There is a house at the end of the way, blackened and burned (and some whisper) cursed.

Children are told not to play there. It's said that you can smell dead things inside.

But it's burned, so it's not possible. There is nothing left but charred wood. Even flowers do not grow through the ash.

Still, those that were brave enough (dared and pushed and bribed) to go near can sense it on the air. Not a smell, not a taste, but something that fills their mouths anyway, and sends them running back.

A family used to live there. Sad tale, that is. A pretty woman and the husband (though they never really married, and some of the more rigid people claim that is what caused all the trouble in the first place. Doomed from the start, they were.)

The husband had golden hair and eyes, and the woman, the pretty young (girl) wife, sang pretty lullabies to her two equally golden sons.

All so young.

The man left his pretty wife and golden boys (good riddance, some would say, for the man always kept to himself. Others say that he always seemed sad, and they never knew why).

The young (pretty) mother was left to sing half-hearted lullabies, and the boys- the boys grew and learned and some said they could carry blue lightning in their hands (Alchemy, even after all the world had seen, was still not often understood.)

The boys were bright and happy, and with them the pretty young mother would smile. (To hide her pain? Did she feel the sickness in her body even then?)

The village loved them. Perhaps that was why they kept telling their sad story.

The pretty young mother coughed pretty red blood and died (from sickness? From heartbreak?

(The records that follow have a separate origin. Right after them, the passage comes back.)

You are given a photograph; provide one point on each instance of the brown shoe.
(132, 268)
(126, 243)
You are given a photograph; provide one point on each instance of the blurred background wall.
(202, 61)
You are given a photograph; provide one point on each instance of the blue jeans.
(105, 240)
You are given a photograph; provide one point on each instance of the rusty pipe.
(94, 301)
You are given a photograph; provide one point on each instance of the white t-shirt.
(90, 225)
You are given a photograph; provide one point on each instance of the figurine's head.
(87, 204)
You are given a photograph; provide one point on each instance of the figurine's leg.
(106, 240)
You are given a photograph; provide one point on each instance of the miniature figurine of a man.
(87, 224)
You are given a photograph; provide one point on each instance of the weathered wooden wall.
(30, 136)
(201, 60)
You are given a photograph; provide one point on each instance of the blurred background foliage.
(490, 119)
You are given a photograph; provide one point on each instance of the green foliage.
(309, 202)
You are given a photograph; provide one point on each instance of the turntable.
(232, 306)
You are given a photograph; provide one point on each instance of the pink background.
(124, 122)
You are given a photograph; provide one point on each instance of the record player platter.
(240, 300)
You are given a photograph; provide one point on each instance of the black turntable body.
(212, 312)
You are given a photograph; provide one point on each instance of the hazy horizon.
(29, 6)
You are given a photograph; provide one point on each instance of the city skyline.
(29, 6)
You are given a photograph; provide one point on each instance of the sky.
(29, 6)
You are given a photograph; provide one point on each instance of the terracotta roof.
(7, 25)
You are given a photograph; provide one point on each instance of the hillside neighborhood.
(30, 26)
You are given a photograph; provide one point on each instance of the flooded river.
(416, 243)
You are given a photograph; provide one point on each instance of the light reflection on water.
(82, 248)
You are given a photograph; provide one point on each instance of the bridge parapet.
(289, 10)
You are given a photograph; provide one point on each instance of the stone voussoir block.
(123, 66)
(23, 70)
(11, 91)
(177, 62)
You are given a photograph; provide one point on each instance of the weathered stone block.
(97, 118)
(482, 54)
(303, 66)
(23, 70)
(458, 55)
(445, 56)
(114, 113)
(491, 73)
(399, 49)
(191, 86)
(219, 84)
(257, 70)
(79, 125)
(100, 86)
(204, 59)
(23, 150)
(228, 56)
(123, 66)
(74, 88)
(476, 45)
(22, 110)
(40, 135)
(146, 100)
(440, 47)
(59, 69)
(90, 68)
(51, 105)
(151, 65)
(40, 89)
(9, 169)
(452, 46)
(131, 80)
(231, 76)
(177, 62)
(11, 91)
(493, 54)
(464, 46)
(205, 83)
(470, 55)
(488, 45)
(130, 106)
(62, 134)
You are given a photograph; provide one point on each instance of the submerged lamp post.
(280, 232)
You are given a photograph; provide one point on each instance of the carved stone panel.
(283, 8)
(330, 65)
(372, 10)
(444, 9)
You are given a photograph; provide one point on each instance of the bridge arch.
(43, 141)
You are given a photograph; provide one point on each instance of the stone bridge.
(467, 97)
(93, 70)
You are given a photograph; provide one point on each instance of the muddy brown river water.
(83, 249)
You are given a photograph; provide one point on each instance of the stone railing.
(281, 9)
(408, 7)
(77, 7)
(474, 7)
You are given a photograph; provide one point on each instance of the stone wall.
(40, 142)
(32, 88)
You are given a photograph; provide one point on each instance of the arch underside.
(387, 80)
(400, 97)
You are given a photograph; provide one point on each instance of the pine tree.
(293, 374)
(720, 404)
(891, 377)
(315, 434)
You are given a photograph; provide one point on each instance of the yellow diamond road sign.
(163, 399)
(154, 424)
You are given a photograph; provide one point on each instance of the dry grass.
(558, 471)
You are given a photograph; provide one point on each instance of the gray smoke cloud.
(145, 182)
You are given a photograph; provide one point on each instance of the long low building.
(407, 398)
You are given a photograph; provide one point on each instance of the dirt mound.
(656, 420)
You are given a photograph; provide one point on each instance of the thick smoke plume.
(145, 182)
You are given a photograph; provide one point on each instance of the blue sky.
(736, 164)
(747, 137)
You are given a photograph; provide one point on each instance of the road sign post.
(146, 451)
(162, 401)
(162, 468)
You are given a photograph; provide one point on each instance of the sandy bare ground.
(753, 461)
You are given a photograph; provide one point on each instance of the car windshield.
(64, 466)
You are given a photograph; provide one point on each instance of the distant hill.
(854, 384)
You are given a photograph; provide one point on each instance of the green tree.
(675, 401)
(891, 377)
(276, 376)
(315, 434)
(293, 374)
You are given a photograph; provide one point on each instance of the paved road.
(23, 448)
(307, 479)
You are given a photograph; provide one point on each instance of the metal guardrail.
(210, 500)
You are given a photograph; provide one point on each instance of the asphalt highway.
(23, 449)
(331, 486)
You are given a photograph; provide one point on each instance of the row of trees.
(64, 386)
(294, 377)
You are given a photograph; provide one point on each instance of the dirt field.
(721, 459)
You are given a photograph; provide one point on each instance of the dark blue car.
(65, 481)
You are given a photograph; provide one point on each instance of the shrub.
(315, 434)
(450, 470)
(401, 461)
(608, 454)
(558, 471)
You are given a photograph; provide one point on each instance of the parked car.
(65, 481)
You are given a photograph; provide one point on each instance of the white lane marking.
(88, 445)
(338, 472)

They say she never stopped waiting for him to return).

The boys disappeared, and some whispered that there was a grave behind the house. The Rockbells (their neighbors and friends) are pale and evade answers when people ask about why the elder boy has a metal arm now.

Life goes on. The burned house becomes a legend. People where knew the wife say that they know the story; people who knew the children swear they saw blue lightning in the house that night.

They boys appear every now and then. Still golden, still bright, seeking knowledge, there one day, gone the next. (Did Edward loose his limbs in the fire? Is Alphonse so scarred that he hides inside a suit of armor?)

Eventually, the facts become so garbled up in rumor and fear that no one is quiet sure what the truth is anymore (there is still a grave behind the house. People don't like to talk about it.)

Years pass.

They boys are healed. There is no armor, and Edward's arm appears to be whole. They walk up the road. They walk home. They live on.

There is a house at the end of the way, blackened, burned (but the curse is broken).

Birds fly overhead, and flowers peek through the ash.